若水や若木は「生命」の象徴とされ、特に若水は「若返りの水」とも言われています。そのため額に若水を付けることで、「若返る」…つまり健康になるとして、この儀式が行われます。
沖縄の旧正月、御願のグイス
他の沖縄の御願でも同じように、旧正月の拝みで不可欠なのが、家の女性による拝みの言葉、「グイス」です。心がこもっていて内容が合っていれば、家によって違いも多く、問題はありません。
【 沖縄の御願、旧正月のグイス 】
① ヒヌカン・床の間 …
「お陰様で今年も正月の日を迎えることができました。家族みな健やかにこの日を迎えることができ、ありがとうございます。

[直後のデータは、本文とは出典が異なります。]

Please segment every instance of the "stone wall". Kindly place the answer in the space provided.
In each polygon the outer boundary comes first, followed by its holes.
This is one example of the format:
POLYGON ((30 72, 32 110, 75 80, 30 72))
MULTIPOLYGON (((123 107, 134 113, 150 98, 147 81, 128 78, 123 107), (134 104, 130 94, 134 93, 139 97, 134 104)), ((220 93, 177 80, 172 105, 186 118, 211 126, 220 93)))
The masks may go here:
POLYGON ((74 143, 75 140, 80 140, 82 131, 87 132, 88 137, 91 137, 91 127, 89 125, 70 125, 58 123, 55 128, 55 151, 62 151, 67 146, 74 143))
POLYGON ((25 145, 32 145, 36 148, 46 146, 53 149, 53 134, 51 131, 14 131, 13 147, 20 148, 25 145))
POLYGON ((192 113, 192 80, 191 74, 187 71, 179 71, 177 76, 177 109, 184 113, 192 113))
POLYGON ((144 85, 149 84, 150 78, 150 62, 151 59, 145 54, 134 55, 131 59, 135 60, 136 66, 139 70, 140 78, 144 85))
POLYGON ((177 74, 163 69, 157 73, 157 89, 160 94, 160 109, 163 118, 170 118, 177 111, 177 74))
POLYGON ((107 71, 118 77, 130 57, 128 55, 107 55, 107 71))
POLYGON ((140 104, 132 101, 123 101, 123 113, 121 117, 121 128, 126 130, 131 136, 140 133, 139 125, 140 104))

今日から始まる一年も、この家の者みな健やかに家庭円満に過ごすことができますよう、どうぞお見守りください。」
② 仏壇 …
「今日から始まる一年も、家族みな笑顔溢れ、幸せな日々となりますよう、ミィマンティー、ウタビリスーリー、ウートゥートゥ」
いかがでしたでしょうか、今回は沖縄の旧正月の御願、ヒヌカンやお仏壇、床の間への正月飾りやお供え物の準備と、拝み方までお伝えしました。
ウカリーの上に乗せる三段の白もち「ウチャヌク」は、「お茶の子」の方言です。白い三段もちが基本なのですが、近年では沖縄の伝統菓子「ターナファンクルー」の茶色いウチャヌクも、スーパーで見かけることができます。
さらに炭の昆布巻きですが、沖縄では特に地方へ行くと、新暦のお正月を迎えた頃から、スーパーで見かける方が多いのではないでしょうか。小さく200円前後で購入できます。
旧正月に行う「ウビナディ」は、沖縄の御願ではあらゆる節目で行われる儀式で、出産後の赤ちゃんの額に、結婚式では新郎新婦の額に、「ウビナディ」をするのです。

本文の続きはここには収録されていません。